JOHN MORTONThe most mysterious offensive coordinator is John Morton, as no one knows an awful lot about him. Morton has worked under Pete Carroll, Jim Harbaugh, and Sean Payton, but he has only called plays on two occasions, and they were both at the collegiate level. Morton was poached from Sean Payton’s staff, and the Saints Head Coach said that Morton will be both imaginative and hard working. Chan Gailey’s play calling was bland and outdated as he refused to use tight ends and weirdly did not utilize Matt Forte on third down despite the fact he is a great route runner.

There is very little evidence of the type of offense Morton will attempt to run, but it is likely to be a west coast system, which means the tight ends will become more involved. The Jets were dead last in fantasy points from tight ends this year, but the addition of Jordan Leggett suggests that they want to provide John Morton with as many weapons as possible, as they easily have the worst QB situation in the NFL. I don’t know why anyone would, but do not draft Josh McCown or Christian Hackenberg under any circumstances.

One thing Morton will likely do is get his running backs more involved in the passing game. Bilal Powell and Matt Forte combined for 42 receiving yards per game last year, and that number should in theory rise. The main issue with the Jets running backs is simply that there are two of them, so relying on one of them as a consistent source of fantasy points is very risky. The Jets are rebuilding, so will likely give their young players room to develop, so Bilal Powell is probably the better bet in fantasy football. His ADP is currently at 75, which is about right as he was very productive last year despite the Jets revolving door at offensive line and quarterback.

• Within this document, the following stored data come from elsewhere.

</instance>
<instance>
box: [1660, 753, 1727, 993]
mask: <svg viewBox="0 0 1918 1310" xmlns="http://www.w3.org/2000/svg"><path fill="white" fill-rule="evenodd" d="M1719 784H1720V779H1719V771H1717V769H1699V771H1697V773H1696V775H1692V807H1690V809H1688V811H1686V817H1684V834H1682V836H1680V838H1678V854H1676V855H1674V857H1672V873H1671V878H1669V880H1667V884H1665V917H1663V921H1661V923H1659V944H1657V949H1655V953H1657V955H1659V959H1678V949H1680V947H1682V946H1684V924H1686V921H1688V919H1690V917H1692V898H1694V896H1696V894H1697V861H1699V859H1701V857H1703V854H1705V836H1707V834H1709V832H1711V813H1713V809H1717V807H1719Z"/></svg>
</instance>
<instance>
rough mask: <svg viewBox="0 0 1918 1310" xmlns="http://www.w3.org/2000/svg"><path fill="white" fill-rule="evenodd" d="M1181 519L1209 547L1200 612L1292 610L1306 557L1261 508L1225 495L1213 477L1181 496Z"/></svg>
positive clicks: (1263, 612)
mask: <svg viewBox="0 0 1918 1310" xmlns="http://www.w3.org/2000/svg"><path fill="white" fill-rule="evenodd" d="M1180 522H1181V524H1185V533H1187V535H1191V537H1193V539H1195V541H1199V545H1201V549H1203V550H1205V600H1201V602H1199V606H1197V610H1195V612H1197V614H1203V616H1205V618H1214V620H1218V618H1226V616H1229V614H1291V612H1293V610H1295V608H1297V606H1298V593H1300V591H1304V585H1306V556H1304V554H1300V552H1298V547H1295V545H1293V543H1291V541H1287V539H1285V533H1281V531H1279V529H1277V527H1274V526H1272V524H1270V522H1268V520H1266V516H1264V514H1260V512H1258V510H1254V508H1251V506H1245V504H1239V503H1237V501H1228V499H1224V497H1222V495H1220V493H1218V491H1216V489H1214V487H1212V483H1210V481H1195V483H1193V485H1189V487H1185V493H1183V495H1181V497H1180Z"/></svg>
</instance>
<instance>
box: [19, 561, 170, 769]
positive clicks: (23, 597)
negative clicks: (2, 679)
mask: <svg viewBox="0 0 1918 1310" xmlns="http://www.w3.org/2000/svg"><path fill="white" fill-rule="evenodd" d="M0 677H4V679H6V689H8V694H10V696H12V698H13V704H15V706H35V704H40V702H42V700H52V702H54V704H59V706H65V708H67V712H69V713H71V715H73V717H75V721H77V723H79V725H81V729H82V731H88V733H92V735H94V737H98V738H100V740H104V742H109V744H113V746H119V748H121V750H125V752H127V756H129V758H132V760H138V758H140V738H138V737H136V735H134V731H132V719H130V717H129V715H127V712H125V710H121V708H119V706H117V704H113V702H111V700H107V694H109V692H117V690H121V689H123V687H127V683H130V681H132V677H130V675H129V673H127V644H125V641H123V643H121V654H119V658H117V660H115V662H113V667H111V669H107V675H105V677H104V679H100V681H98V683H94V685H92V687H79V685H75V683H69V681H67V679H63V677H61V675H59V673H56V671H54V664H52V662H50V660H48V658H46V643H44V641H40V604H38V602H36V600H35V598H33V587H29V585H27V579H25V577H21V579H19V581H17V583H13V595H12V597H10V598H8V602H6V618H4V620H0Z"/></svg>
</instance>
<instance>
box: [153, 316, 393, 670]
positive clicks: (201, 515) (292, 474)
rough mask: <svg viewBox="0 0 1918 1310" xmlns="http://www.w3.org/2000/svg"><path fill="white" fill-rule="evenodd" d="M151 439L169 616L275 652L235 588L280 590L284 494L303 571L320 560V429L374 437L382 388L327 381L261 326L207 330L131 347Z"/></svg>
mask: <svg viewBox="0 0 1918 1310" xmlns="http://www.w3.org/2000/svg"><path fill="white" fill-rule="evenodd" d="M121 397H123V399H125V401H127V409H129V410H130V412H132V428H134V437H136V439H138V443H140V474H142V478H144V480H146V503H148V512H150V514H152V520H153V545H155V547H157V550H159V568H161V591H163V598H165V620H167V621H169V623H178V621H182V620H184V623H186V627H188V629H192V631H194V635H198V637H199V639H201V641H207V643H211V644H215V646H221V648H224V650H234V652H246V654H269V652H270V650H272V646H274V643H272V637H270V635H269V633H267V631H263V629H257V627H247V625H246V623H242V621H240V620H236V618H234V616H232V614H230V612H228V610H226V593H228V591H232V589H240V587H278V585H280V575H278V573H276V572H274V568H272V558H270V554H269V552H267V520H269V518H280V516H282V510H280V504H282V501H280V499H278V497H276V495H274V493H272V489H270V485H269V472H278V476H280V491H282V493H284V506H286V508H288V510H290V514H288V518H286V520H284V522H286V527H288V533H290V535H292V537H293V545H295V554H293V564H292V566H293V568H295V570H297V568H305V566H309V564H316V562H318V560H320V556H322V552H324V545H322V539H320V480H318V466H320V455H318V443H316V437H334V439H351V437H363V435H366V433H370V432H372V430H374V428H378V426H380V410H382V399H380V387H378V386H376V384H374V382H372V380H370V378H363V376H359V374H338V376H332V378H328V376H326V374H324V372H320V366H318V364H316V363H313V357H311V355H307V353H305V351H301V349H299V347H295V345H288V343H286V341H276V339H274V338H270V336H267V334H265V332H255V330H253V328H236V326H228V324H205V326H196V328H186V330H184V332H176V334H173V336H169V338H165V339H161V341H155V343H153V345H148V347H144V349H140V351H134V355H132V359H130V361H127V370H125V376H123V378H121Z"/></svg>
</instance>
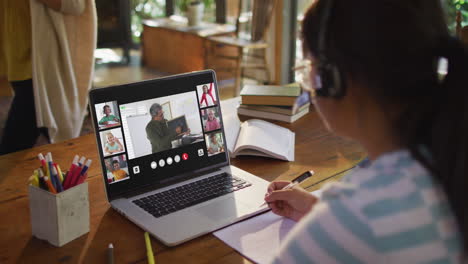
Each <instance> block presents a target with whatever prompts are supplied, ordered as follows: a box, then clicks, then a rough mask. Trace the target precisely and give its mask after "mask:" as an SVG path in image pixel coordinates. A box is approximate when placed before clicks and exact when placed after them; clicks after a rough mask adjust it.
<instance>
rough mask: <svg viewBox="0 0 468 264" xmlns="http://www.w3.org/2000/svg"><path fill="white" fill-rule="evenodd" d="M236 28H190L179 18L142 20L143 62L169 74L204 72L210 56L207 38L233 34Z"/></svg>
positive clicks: (218, 26)
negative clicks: (235, 28) (196, 71)
mask: <svg viewBox="0 0 468 264" xmlns="http://www.w3.org/2000/svg"><path fill="white" fill-rule="evenodd" d="M234 31H235V27H234V26H233V25H228V24H215V23H206V22H203V23H202V24H201V25H200V26H196V27H188V26H187V22H186V21H184V20H181V19H180V18H179V19H177V18H159V19H151V20H144V21H143V40H142V42H143V54H142V58H143V63H144V64H145V66H147V67H150V68H154V69H156V70H158V71H162V72H166V73H182V72H189V71H198V70H203V69H205V68H206V67H207V64H208V63H207V60H208V57H209V52H208V49H209V48H208V44H207V43H206V42H207V41H208V39H207V37H211V36H217V35H225V34H231V33H233V32H234Z"/></svg>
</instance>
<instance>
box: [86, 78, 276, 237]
mask: <svg viewBox="0 0 468 264" xmlns="http://www.w3.org/2000/svg"><path fill="white" fill-rule="evenodd" d="M205 86H206V87H210V89H209V90H210V92H211V94H212V97H213V98H219V97H218V91H217V84H216V78H215V74H214V72H213V71H210V70H208V71H201V72H195V73H189V74H182V75H176V76H170V77H165V78H161V79H155V80H150V81H144V82H140V83H133V84H126V85H119V86H114V87H108V88H101V89H95V90H92V91H90V95H89V96H90V105H91V111H92V113H93V119H94V125H95V128H96V129H95V131H96V140H97V143H98V146H100V147H98V151H99V154H100V157H101V164H102V169H103V180H104V183H105V188H106V194H107V198H108V200H109V202H110V204H111V205H112V207H113V208H115V209H116V210H117V211H119V212H120V213H122V214H123V215H124V216H126V217H127V218H129V219H130V220H131V221H133V222H134V223H136V224H137V225H139V226H140V227H142V228H143V229H144V230H146V231H148V232H150V233H151V234H153V235H154V236H156V237H157V238H158V239H160V240H161V241H162V242H163V243H165V244H166V245H177V244H179V243H182V242H184V241H187V240H189V239H192V238H194V237H197V236H200V235H203V234H206V233H208V232H211V231H213V230H216V229H219V228H221V227H223V226H226V225H229V224H231V223H234V222H236V221H239V220H241V219H244V218H247V217H249V216H251V215H253V214H256V213H258V212H260V211H264V210H266V209H267V207H266V206H263V207H259V206H260V205H261V204H263V192H264V190H265V189H266V188H267V185H268V182H266V181H264V180H262V179H260V178H258V177H256V176H254V175H252V174H249V173H247V172H245V171H242V170H240V169H238V168H236V167H233V166H230V165H229V156H228V153H227V151H224V150H225V149H226V144H225V142H226V140H225V134H224V127H223V121H222V115H221V109H220V105H219V101H217V100H212V102H211V104H204V103H203V104H202V103H201V102H200V99H199V98H202V97H203V95H204V89H203V87H205ZM205 90H206V89H205ZM103 104H104V105H114V106H116V107H115V108H117V109H118V111H116V112H115V115H116V117H117V118H118V119H119V120H120V121H121V123H119V124H117V125H116V126H112V128H103V127H102V126H101V127H99V124H98V122H99V113H100V111H102V105H103ZM207 111H209V112H212V113H218V118H219V126H217V127H216V128H213V127H210V128H207V126H206V125H204V122H203V121H204V120H203V118H202V116H203V114H204V113H206V112H207ZM205 123H206V121H205ZM110 129H112V133H113V134H114V135H117V140H119V142H123V145H124V146H123V148H122V151H123V153H122V152H119V153H118V154H117V153H116V154H115V156H114V155H113V154H111V155H109V153H106V152H104V151H103V150H104V149H105V148H104V146H105V144H108V142H105V140H104V139H105V137H104V135H106V133H109V131H108V130H110ZM119 137H120V138H119ZM110 160H119V161H120V160H121V161H120V162H122V164H125V165H126V168H128V175H126V177H125V178H124V179H125V180H123V179H120V178H119V179H117V178H118V177H117V178H115V177H114V178H112V177H111V180H109V176H108V170H109V168H108V167H109V163H110V162H109V161H110ZM114 163H115V162H114ZM119 165H120V163H119Z"/></svg>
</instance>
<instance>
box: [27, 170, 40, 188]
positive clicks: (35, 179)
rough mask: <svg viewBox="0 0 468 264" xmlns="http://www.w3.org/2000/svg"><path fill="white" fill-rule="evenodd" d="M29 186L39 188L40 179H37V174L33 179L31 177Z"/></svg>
mask: <svg viewBox="0 0 468 264" xmlns="http://www.w3.org/2000/svg"><path fill="white" fill-rule="evenodd" d="M28 181H29V184H31V185H33V186H36V187H39V178H38V177H37V174H36V173H35V174H34V175H32V176H31V177H29V180H28Z"/></svg>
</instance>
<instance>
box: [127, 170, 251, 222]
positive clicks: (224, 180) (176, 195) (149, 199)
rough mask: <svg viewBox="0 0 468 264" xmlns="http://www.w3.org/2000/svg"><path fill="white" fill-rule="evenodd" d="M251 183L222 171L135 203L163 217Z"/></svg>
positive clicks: (211, 198) (147, 196) (162, 192)
mask: <svg viewBox="0 0 468 264" xmlns="http://www.w3.org/2000/svg"><path fill="white" fill-rule="evenodd" d="M251 185H252V184H251V183H249V182H246V181H244V180H242V179H240V178H238V177H236V176H232V175H231V174H228V173H221V174H217V175H214V176H211V177H209V178H205V179H203V180H199V181H196V182H193V183H189V184H186V185H182V186H180V187H177V188H174V189H170V190H167V191H164V192H160V193H156V194H153V195H150V196H146V197H143V198H140V199H138V200H134V201H133V203H134V204H136V205H138V206H139V207H141V208H142V209H143V210H145V211H147V212H148V213H150V214H152V215H153V216H154V217H161V216H164V215H167V214H170V213H172V212H175V211H179V210H182V209H184V208H187V207H190V206H193V205H196V204H199V203H202V202H205V201H208V200H211V199H213V198H216V197H219V196H222V195H225V194H228V193H231V192H235V191H238V190H240V189H244V188H247V187H249V186H251Z"/></svg>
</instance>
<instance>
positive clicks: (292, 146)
mask: <svg viewBox="0 0 468 264" xmlns="http://www.w3.org/2000/svg"><path fill="white" fill-rule="evenodd" d="M223 119H224V127H225V131H226V143H227V147H228V150H229V154H230V155H231V157H233V158H235V157H236V156H240V155H251V156H263V157H269V158H275V159H280V160H286V161H294V142H295V134H294V132H292V131H291V130H289V129H287V128H284V127H281V126H277V125H275V124H272V123H270V122H267V121H263V120H258V119H250V120H247V121H245V122H243V123H240V121H239V119H238V117H237V115H236V114H230V115H227V116H224V117H223Z"/></svg>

The receiving corps is something that should be avoided until at least round 12 in re-draft Leagues, but the likes of Ardarius Stewart and Jordan Leggett are intriguing options purely because the Jets have absolutely nothing else on the roster. The Jets should be a run heavy team this year due to the fact they have a good guard pairing, but players such as Stewart, Leggett, and their 2016 breakout player Robby Anderson could provide some good value in the late rounds.